Similar to a Plugin you can clarify most of the package information in setup.py file. The only extra input is the entry point DAG which should be clarified in the __init__.py file. See daylight_factor recipe as an example.

from .entry import DaylightFactorEntryPoint

__pollination__ = {
    'entry_point': DaylightFactorEntryPoint
}

There are already several recipes available on GitHub that you can use as a reference. To get started see the annual energy use recipe. It is created from three tasks which run after one another. For a simple example with for loop and parallelization see the daylight factor recipe.

You will notice that we use decorators to decorate each task. Here is a simple task borrowed from the daylight factor recipe.

    @task(
        template=CreateOctreeWithSky, needs=[generate_sky, create_rad_folder]
    )
    def create_octree(
        self, model=create_rad_folder._outputs.model_folder,
        sky=generate_sky._outputs.sky
    ):
        """Create octree from radiance folder and sky."""
        return [
            {
                'from': CreateOctreeWithSky()._outputs.scene_file,
                'to': 'resources/scene.oct'
            }
        ]

Testing

For testing Functions you can use the _try method. It takes a dictionary of inputs and an optional target folder and executes the command inside that folder. For example, to test the CreateOctree function which we wrote above we can try the code below.

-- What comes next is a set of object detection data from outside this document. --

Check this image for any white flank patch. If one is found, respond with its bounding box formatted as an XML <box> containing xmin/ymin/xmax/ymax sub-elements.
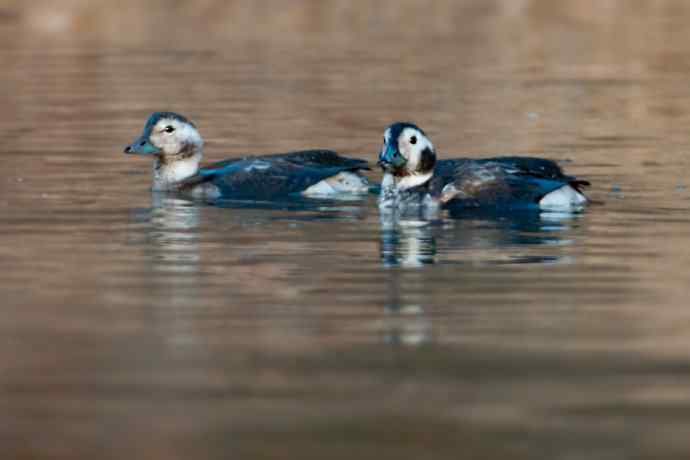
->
<box><xmin>539</xmin><ymin>185</ymin><xmax>587</xmax><ymax>210</ymax></box>
<box><xmin>302</xmin><ymin>171</ymin><xmax>369</xmax><ymax>196</ymax></box>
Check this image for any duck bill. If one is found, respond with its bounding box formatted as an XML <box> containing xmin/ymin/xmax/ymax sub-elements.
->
<box><xmin>125</xmin><ymin>137</ymin><xmax>163</xmax><ymax>155</ymax></box>
<box><xmin>376</xmin><ymin>145</ymin><xmax>407</xmax><ymax>173</ymax></box>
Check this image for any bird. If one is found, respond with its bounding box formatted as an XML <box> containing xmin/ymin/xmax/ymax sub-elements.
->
<box><xmin>124</xmin><ymin>112</ymin><xmax>370</xmax><ymax>200</ymax></box>
<box><xmin>378</xmin><ymin>122</ymin><xmax>590</xmax><ymax>211</ymax></box>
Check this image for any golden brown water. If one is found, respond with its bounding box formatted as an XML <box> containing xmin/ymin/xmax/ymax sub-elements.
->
<box><xmin>0</xmin><ymin>0</ymin><xmax>690</xmax><ymax>460</ymax></box>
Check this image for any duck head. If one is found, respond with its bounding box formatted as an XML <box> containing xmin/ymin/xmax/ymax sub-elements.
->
<box><xmin>378</xmin><ymin>122</ymin><xmax>436</xmax><ymax>189</ymax></box>
<box><xmin>124</xmin><ymin>112</ymin><xmax>204</xmax><ymax>190</ymax></box>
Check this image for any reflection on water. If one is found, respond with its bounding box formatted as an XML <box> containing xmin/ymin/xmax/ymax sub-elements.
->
<box><xmin>380</xmin><ymin>210</ymin><xmax>581</xmax><ymax>268</ymax></box>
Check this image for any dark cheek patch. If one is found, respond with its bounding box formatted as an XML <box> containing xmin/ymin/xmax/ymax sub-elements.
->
<box><xmin>417</xmin><ymin>147</ymin><xmax>436</xmax><ymax>173</ymax></box>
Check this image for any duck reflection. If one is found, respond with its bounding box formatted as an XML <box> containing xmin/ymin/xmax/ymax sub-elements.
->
<box><xmin>380</xmin><ymin>210</ymin><xmax>582</xmax><ymax>268</ymax></box>
<box><xmin>380</xmin><ymin>270</ymin><xmax>434</xmax><ymax>347</ymax></box>
<box><xmin>147</xmin><ymin>193</ymin><xmax>200</xmax><ymax>273</ymax></box>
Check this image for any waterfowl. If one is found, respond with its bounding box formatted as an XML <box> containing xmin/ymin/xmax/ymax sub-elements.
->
<box><xmin>124</xmin><ymin>112</ymin><xmax>369</xmax><ymax>200</ymax></box>
<box><xmin>378</xmin><ymin>122</ymin><xmax>589</xmax><ymax>210</ymax></box>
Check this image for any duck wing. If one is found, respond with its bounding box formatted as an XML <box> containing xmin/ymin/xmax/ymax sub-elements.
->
<box><xmin>184</xmin><ymin>150</ymin><xmax>368</xmax><ymax>200</ymax></box>
<box><xmin>432</xmin><ymin>157</ymin><xmax>589</xmax><ymax>207</ymax></box>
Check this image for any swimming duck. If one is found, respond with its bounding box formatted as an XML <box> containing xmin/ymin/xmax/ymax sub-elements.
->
<box><xmin>378</xmin><ymin>123</ymin><xmax>589</xmax><ymax>210</ymax></box>
<box><xmin>124</xmin><ymin>112</ymin><xmax>369</xmax><ymax>200</ymax></box>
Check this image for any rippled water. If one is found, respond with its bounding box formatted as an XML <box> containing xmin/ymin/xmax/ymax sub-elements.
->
<box><xmin>0</xmin><ymin>0</ymin><xmax>690</xmax><ymax>459</ymax></box>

create_octree = CreateOctree()
create_octree._try({sky_file: 'cie_sky.rad', rad_file: 'model.rad'}, folder='.')

In order to test a recipe locally during the development you can use pollination dsl run command.

This command needs you to set the QB_POLLINATION_TOKEN to a valid token which you can create from your Pollination profile page.

Deployment

To deploy your plugins and recipes to Pollination you can use pollination dsl push command. For example this is the line that pushes the daylight-factor recipe to Pollination.

pollination dsl push pollination-daylight-factor -e https://api.pollination.cloud -src https://api.pollination.cloud/registries --push-dependencies

--push-dependencies flag ensures that the dependencies for the recipe will also be pushed to Pollination if they are not already pushed to the platform.